By Adam Schreck and Nasser Karimi
TEHRAN, Iran -- Iran said Sunday it plans to introduce a new generation of oil contracts by June that promise to be more attractive to foreign investors.
The nation is seeking to significantly boost production, in the event that international sanctions, which have hobbled its vital energy industry, are lifted.
The new terms being developed signal the OPEC member's eagerness to attract outside expertise and capital, and are a response to oil and gas companies' frustration with earlier terms that they felt offered little reward.
Mahdi Hosseini, head of the contract revision committee in the Petroleum Ministry, told reporters that the new terms are being designed for a post-sanction era and aimed to better align Tehran's needs with the interests of international investors. He said officials were seeking a "win-win" setup that would better balance companies' risks with rewards.

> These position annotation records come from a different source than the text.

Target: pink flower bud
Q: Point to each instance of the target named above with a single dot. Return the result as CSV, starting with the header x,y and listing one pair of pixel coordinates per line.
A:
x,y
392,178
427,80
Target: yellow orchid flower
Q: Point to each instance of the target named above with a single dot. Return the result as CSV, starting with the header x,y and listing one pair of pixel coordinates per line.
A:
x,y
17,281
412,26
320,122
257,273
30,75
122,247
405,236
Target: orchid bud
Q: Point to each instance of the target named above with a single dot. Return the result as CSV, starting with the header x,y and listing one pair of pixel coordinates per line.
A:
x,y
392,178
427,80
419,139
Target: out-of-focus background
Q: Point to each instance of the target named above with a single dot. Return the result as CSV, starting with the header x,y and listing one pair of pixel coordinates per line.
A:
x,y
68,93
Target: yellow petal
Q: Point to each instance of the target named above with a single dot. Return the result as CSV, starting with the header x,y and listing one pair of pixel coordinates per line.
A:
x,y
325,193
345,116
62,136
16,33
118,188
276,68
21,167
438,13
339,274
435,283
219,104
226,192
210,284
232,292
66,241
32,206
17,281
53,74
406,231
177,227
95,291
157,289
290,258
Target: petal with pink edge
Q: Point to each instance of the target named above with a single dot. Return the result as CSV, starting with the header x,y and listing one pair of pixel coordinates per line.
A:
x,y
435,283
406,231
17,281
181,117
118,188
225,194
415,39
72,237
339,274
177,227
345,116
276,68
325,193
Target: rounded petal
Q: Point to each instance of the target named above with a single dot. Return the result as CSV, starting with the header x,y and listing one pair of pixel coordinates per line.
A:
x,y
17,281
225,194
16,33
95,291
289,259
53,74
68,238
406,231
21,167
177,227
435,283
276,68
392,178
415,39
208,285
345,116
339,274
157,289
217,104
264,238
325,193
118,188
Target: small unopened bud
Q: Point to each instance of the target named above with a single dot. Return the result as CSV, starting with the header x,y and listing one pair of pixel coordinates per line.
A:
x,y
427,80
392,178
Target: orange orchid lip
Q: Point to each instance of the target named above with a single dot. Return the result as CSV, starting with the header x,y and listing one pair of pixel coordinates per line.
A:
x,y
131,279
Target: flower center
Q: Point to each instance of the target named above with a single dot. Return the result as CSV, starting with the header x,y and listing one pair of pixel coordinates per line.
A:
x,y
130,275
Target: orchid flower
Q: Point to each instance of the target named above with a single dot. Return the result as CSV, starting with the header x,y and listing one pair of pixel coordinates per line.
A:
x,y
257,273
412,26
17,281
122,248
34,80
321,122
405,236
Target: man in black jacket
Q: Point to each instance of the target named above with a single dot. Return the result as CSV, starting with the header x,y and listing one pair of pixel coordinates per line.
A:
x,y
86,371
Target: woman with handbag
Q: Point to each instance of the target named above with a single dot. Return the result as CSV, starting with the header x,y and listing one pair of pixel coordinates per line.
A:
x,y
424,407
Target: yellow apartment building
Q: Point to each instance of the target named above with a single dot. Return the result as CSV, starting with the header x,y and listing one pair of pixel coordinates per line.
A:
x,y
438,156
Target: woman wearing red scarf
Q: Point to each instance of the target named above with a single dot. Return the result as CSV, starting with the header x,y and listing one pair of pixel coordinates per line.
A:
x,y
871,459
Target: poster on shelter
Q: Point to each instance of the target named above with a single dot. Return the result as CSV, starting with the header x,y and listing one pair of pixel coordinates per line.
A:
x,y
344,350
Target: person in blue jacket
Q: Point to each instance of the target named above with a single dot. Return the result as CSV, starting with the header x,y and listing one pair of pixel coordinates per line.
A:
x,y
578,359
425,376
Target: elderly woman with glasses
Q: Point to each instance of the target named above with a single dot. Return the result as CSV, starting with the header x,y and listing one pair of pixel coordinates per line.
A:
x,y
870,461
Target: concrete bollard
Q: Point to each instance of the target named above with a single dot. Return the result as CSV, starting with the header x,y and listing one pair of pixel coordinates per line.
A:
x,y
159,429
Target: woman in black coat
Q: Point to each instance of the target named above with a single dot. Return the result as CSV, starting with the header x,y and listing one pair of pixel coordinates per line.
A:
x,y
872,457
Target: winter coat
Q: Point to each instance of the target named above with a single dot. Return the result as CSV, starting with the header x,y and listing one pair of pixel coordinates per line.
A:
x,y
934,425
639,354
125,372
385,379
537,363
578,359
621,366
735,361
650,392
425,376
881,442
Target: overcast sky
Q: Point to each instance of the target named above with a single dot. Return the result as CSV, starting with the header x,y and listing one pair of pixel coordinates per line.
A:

Iran currently allows foreign oil companies to operate under what are known as "buybacks," which Hosseini acknowledged have drawn complaints about cost from oil companies.
Under that system, the contractor pays to develop a given oil field in exchange for a pre-agreed rate of return over a certain period of time. Once work is done, the contractor transfers operation of the field to Iran and typically does not have a long-term stake in the fields.
Iran began revising the contract terms in October. Hosseini said the new model aims to ensure long-term cooperation with outside investors, and that the committee has consulted international companies on the new version of the contract.
Iran needs $150 billion in investment for its energy sector over the next five years, he said.